Les jeunes gens éclatèrent de rire et, comme on le pense bien, l’affaire n’eut pas d’autre suite. Au bout d’un instant, la conversation cessa, et les trois gardes et le mousquetaire, après s’être cordialement serré la main, tirèrent, les trois gardes de leur côté, et Aramis du sien.

— Voilà le moment de faire ma paix avec ce galant homme, se dit à part lui d’Artagnan, qui s’était tenu un peu à l’écart pendant toute la dernière partie de cette conversation ; et, sur ce bon sentiment, se rapprochant d’Aramis, qui s’éloignait sans faire autrement attention à lui :

— Monsieur, lui dit-il, vous m’excuserez, je l’espère.

— Ah ! monsieur, interrompit Aramis, permettez-moi de vous faire observer que vous n’avez point agi en cette circonstance comme un galant homme le devait faire.

— Quoi, monsieur, s’écria d’Artagnan, vous supposez…

— Je suppose, monsieur, que vous n’êtes pas un sot, et que vous savez bien, quoique arrivant de Gascogne, qu’on ne marche pas sans cause sur les mouchoirs de poche. Que diable ! Paris n’est point pavé en batiste.

— Monsieur, vous avez tort de chercher à m’humilier, dit d’Artagnan, chez qui le naturel querelleur commençait à parler plus haut que les résolutions pacifiques. Je suis de Gascogne, c’est vrai, et, puisque vous le savez, je n’aurai pas besoin de vous dire que les Gascons sont peu endurants, de sorte que lorsqu’ils se sont excusés une fois, fût-ce d’une sottise, ils sont convaincus qu’ils ont déjà fait moitié plus qu’ils ne devaient faire.

— Monsieur, ce que je vous en dis, répondit Aramis, n’est point pour vous chercher une querelle. Dieu merci ! je ne suis pas un spadassin, et n’étant mousquetaire que par intérim, je ne me bats que lorsque j’y suis forcé et toujours avec une grande répugnance. Mais, cette fois, l’affaire est grave, car voici une dame compromise par vous.

— Par nous, c’est-à-dire ! s’écria d’Artagnan.

— Pourquoi avez-vous eu la maladresse de me rendre le mouchoir ?

— Pourquoi avez-vous eu celle de le laisser tomber ?

— J’ai dit et je répète, monsieur, que ce mouchoir n’est point sorti de ma poche.

— Eh bien ! vous en avez menti deux fois, monsieur ! car je l’en ai vu sortir, moi !

— Ah ! vous le prenez sur ce ton, monsieur le Gascon ? eh bien ! je vous apprendrai à vivre.
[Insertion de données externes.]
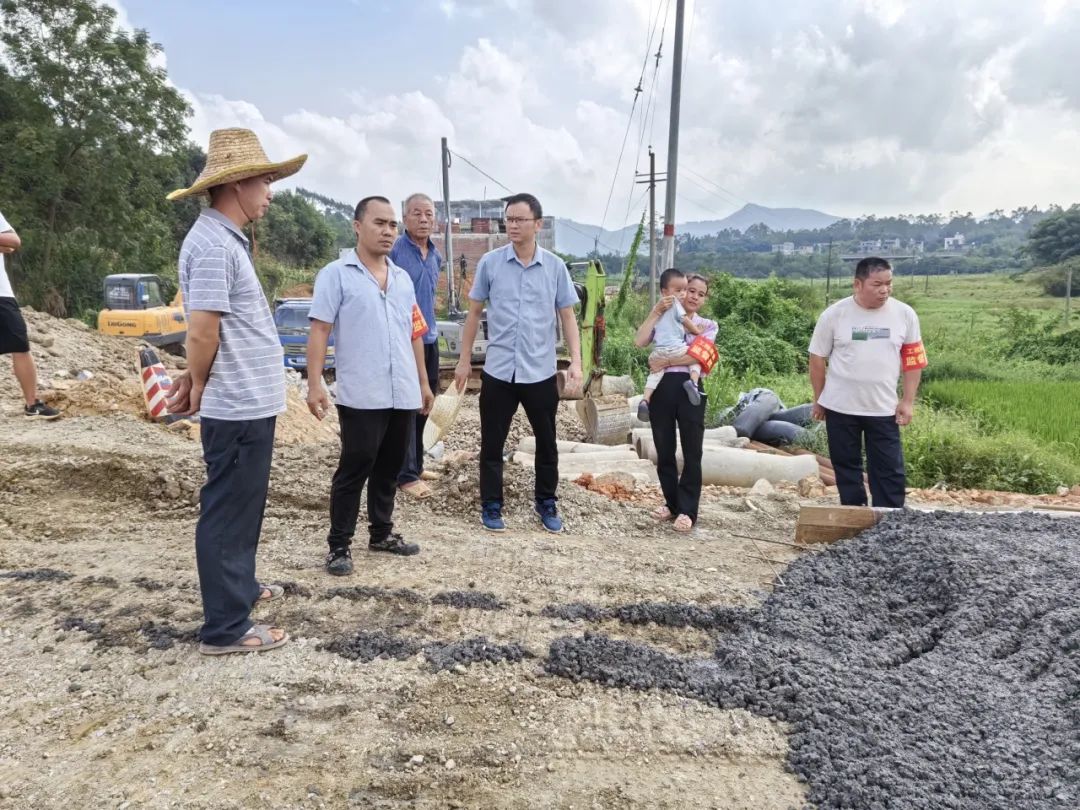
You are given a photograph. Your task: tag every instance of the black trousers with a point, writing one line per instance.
(238, 458)
(414, 455)
(669, 409)
(885, 457)
(373, 448)
(498, 403)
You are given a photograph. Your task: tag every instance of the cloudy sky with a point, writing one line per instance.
(847, 106)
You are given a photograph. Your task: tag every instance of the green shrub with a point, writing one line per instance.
(943, 447)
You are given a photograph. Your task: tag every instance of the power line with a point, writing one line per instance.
(732, 194)
(630, 120)
(507, 188)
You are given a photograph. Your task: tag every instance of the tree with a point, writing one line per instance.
(1056, 241)
(95, 140)
(295, 232)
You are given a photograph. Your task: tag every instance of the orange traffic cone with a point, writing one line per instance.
(156, 383)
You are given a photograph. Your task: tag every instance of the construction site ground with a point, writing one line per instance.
(376, 702)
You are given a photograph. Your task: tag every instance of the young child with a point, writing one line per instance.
(670, 341)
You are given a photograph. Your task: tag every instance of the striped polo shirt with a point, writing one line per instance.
(247, 378)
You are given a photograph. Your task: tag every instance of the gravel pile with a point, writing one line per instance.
(934, 661)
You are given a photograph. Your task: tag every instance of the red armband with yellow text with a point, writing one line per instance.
(913, 356)
(419, 325)
(703, 352)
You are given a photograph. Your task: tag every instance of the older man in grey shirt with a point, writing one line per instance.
(526, 289)
(381, 379)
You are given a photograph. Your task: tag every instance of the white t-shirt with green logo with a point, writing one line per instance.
(863, 351)
(5, 291)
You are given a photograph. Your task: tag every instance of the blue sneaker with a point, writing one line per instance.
(490, 515)
(549, 515)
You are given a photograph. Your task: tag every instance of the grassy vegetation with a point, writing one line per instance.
(1000, 405)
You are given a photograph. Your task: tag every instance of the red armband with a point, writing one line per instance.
(913, 356)
(703, 352)
(419, 325)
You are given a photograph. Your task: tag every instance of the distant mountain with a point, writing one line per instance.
(578, 239)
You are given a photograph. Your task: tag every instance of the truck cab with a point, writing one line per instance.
(291, 318)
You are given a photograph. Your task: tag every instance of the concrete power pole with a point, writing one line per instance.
(451, 302)
(652, 228)
(669, 255)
— Et moi je vous renverrai à votre messe, monsieur l’abbé ! Dégaînez, s’il vous plaît, et à l’instant même.

— Non pas, mon bel ami, non pas ici, du moins. Ne voyez-vous pas que nous sommes en face de l’hôtel d’Aiguillon, lequel est plein de créatures du cardinal ? Qui me dit que ce n’est pas Son Éminence qui vous a chargé de lui procurer ma tête ? Or, j’y tiens ridiculement, à ma tête, attendu qu’elle me semble aller assez correctement à mes épaules. Je veux donc vous tuer, soyez tranquille, mais vous tuer tout doucement, dans un endroit clos et couvert, là où vous ne puissiez vous vanter de votre mort à personne.

— Je le veux bien, mais ne vous y fiez pas, et emportez votre mouchoir, qu’il vous appartienne ou non ; peut-être aurez-vous l’occasion de vous en servir.

— Monsieur est Gascon ? demanda Aramis.

— Oui, mais monsieur ne remet pas un rendez-vous par prudence.

— La prudence, monsieur, est une vertu assez inutile aux mousquetaires, je le sais, mais indispensable aux gens d’Église, et comme je ne suis mousquetaire que provisoirement, je tiens à rester prudent. À deux heures, j’aurai l’honneur de vous attendre à l’hôtel de M. de Tréville. Là je vous indiquerai les bons endroits.

Les deux jeunes gens se saluèrent, puis Aramis s’éloigna en remontant la rue qui remontait au Luxembourg, tandis que d’Artagnan, voyant que l’heure s’avançait, prenait le chemin des Carmes-Deschaux, tout en disant à part soi :

— Décidément, je n’en puis pas revenir ; mais au moins, si je suis tué, je serai tué par un mousquetaire.